A long scramble down a narrow shaft at a steep angle, maybe 4 ft high. This involves bent over, and bent over double if you are tall. The floor has a wooden surface with raised slats to function as steps and there are wooden handrails for most parts of it. Then inside a tall narrow chamber, then hauling yourself up a slop with high parallel walls stretching away from you into a shadowy ceiling on either side. I can't now remember all the rest of the way except that the last 20 metres involved actual genuine crawling, a stand-up break point, then crawling again. Incidently, the 'lighting' was designed in places so that as soon as you started to get your dark vision, you lost it again.

The tomb was actually a fairly big anticlimax for me, considering that the DUNGEON I was so totally in before was so cool. I was expecting the 'lined-with-treasure-wall-to-wall' type of affair and of course, the tomb had already been robbed, someone else had gotten there first hadn't they? The second pyramid (Khafre) was similar although without the big crawl, and with the name of the explorer who discovered it written across the side of the final tomb room. There was an undershaft that looked really interesting, going down and to the right that was locked (as off limits to tourists) and I remember Owen saying, 'Damn! Didn't bring a rogue!' 😊

The weather was extreme muggy (as in white almost-fog over Cairo) and caused me a little difficulty breathing even on the metro. Combine this with narrow spaces, strenuous physical exertion and the intense heat (today, a reasonably cool day as I have acclimatised to it, has according to the BBC a maximum today of 37 Celsius). I spoke to an exhausted gentleman coming back the other way, British chap, beefy and unfortunately for him well over 6ft, and he was red faced and dripping, actually dripping sweat, not just a bit of dripping but dripping all over. Owen was in a similar state, though not as bad, and while not dripping I was slick with sweat. The Khafre pyramid being less famous has a less well maintained interior, and the wooden handrails were slimy and gross.

It was all fantastic.

Menkaure's pyramid was closed at the time (presumably for repairs or something) so we looked at a couple of the tombs and the solar barque museum instead. In the museum a friendly gentleman homed in on us and for only a little baksheesh walked us around and told us some things we didn't know. It was thoroughly pleasant because it was clear from the off what he wanted, he was actually helpful and useful (I didn't know that the Nile had come up to near the Pyramids when they were built, for example) and he didn't argue with the amount of baksheesh we gave him (5LE - that's 50p), he even offered to give us change!

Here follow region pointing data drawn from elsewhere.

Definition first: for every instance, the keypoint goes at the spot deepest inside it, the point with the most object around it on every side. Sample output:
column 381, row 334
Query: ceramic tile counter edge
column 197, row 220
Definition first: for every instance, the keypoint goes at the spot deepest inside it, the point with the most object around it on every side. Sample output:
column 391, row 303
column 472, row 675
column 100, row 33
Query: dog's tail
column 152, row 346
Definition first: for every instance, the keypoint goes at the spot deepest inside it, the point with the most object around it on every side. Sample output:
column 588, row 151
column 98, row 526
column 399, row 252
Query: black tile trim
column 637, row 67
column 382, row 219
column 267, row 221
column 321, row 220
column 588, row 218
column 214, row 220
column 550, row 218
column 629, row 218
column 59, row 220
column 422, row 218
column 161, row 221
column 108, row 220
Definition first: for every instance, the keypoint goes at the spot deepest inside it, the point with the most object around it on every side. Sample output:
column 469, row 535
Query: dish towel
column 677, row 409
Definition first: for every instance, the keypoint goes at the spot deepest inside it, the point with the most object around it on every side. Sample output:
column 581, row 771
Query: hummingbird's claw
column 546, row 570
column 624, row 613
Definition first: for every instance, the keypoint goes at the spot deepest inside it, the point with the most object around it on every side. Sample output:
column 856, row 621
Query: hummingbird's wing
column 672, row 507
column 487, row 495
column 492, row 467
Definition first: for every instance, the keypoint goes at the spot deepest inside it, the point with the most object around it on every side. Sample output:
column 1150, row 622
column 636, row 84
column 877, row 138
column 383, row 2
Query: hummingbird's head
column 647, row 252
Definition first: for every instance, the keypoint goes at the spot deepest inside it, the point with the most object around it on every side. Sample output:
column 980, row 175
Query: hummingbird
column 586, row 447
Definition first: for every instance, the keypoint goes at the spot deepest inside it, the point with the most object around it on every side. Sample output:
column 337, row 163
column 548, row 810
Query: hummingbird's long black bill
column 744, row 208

After about 16:00 the tour groups were mostly gone, the camel pushers listless and disinclined to serious hassle, and the whole place very quiet. Such a difference...then, finally, I could appreciate the Pyramids for what they truly were. By moving to the right place you could convince yourself that you were alone, alone in the shifting sands...and the Pyramids rose majestic, silent and awesome before you, alone in the desert, mounted by the slowly sinking sun.

PS I haven't mentioned Matmata in Tunisia I don't think. We went back - getting flights was difficult because apparently the end of August and early September is Arabic holiday time, so we spent the extra few days in Tunisia's south - and stayed in Hotel Sidi Bou Said, which was one of the filiming locations for Star Wars (Lars Homestead). We got some cool pictures and talked to the waiter - named Snoosi - for absolutely hours, on linguistics, education, religion, politics, culture, sexual protocol and his 20 day old baby amongst others things. He was lovely.